Mayoritas mata uang di kawasan Benua Asia juga terpantau tidak mampu menundukkan greenback. Peso Filipina menjadi yang paling terpuruk setelah melorot 0,16%, diikuti baht Thailand yang terkoreksi 0,15%, yen Jepang yang melemah 0,13%, won Korea Selatan yang turun 0,11%, yuan China yang berkurang 0,10%, dan dolar Singapura yang minus 0,03%.
“Rupiah bakal lanjut melemah arena perbaikan sejumlah data ekonomi AS dan pernyataan beberapa pejabat The Fed akan kebijakan suku bunga ke depan,” tutur analis DCFX, Lukman Leong, pagi tadi, seperti dikutip dari CNN Indonesia. “Mata uang Garuda kemungkinan bergerak di rentang Rp14.800 sampai Rp14.950 per dolar AS.”
Dari pasar global, dolar AS sebenarnya bergerak lebih rendah pada hari Jumat, tetapi tetap mendekati puncak enam bulan terhadap yen, karena optimisme atas pembicaraan plafon utang di Washington meningkatkan ekspektasi suku bunga yang lebih tinggi untuk jangka waktu yang lebih lama. Mata uang Paman Sam melemah 0,063 poin atau 0,06% ke level 103,521 pada pukul 10.34 WIB.
Presiden AS, Joe Biden, dan anggota Kongres dari Partai Republik, Kevin McCarthy, awal pekan ini menggarisbawahi tekad mereka untuk segera mencapai kesepakatan guna menaikkan plafon utang pemerintah sebesar 31,4 triliun dolar AS, dengan harapan menyelesaikan kesepakatan setelah pertemuan G7 di Jepang. Kabar itu membantu meredakan kekhawatiran akan gagal bayar utang AS yang belum pernah terjadi sebelumnya, membuat pasar untuk merevisi ekspektasi mereka tentang ke mana arah suku bunga The Fed.

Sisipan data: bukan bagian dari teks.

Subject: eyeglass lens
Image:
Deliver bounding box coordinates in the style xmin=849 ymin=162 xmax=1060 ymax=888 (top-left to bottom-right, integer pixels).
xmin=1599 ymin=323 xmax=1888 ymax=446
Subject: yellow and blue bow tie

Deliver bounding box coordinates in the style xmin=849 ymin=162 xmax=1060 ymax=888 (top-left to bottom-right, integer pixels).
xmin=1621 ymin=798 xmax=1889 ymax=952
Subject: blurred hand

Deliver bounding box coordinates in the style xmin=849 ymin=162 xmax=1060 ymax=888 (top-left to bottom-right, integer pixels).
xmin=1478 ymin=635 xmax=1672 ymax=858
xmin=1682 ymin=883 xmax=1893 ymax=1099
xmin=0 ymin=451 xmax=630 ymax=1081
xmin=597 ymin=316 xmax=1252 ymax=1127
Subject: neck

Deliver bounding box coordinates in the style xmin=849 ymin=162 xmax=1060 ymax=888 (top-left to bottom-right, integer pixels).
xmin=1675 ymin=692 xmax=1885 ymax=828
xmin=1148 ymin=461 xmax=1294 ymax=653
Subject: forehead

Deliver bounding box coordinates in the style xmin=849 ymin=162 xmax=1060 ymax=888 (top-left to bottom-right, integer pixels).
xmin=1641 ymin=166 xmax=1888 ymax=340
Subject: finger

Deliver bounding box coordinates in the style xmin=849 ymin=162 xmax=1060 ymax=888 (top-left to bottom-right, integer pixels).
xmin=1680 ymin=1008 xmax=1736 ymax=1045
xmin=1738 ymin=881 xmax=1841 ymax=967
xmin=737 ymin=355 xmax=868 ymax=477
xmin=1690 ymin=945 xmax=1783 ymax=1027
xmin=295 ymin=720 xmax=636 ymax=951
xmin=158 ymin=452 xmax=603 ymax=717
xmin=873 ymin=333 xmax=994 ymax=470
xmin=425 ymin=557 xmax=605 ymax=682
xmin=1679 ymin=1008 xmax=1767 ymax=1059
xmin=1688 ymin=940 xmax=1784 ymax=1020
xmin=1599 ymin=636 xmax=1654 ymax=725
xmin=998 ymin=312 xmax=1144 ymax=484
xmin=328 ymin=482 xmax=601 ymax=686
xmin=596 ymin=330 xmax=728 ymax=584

Pada saat yang sama, data terbaru menunjukkan pasar tenaga kerja yang masih ketat, dengan jumlah orang AS yang mengajukan klaim baru untuk tunjangan pengangguran turun lebih dari yang diharapkan pada minggu lalu. Hal tersebut memperkuat ekspektasi bahwa Federal Reserve dapat memberikan kenaikan suku bunga lagi bulan depan untuk menjinakkan inflasi.
“Optimisme tentang (pembicaraan) plafon utang telah berkontribusi pada repricing untuk The Fed, sebuah fakta bahwa (kesepakatan) akan menghilangkan beban besar pada ekonomi,” terang kepala strategi FX di National Australia Bank (NAB), Ray Attrill, dilansir dari Reuters. “Itu menghilangkan satu hambatan bagi The Fed untuk terus menaikkan suku bunga.”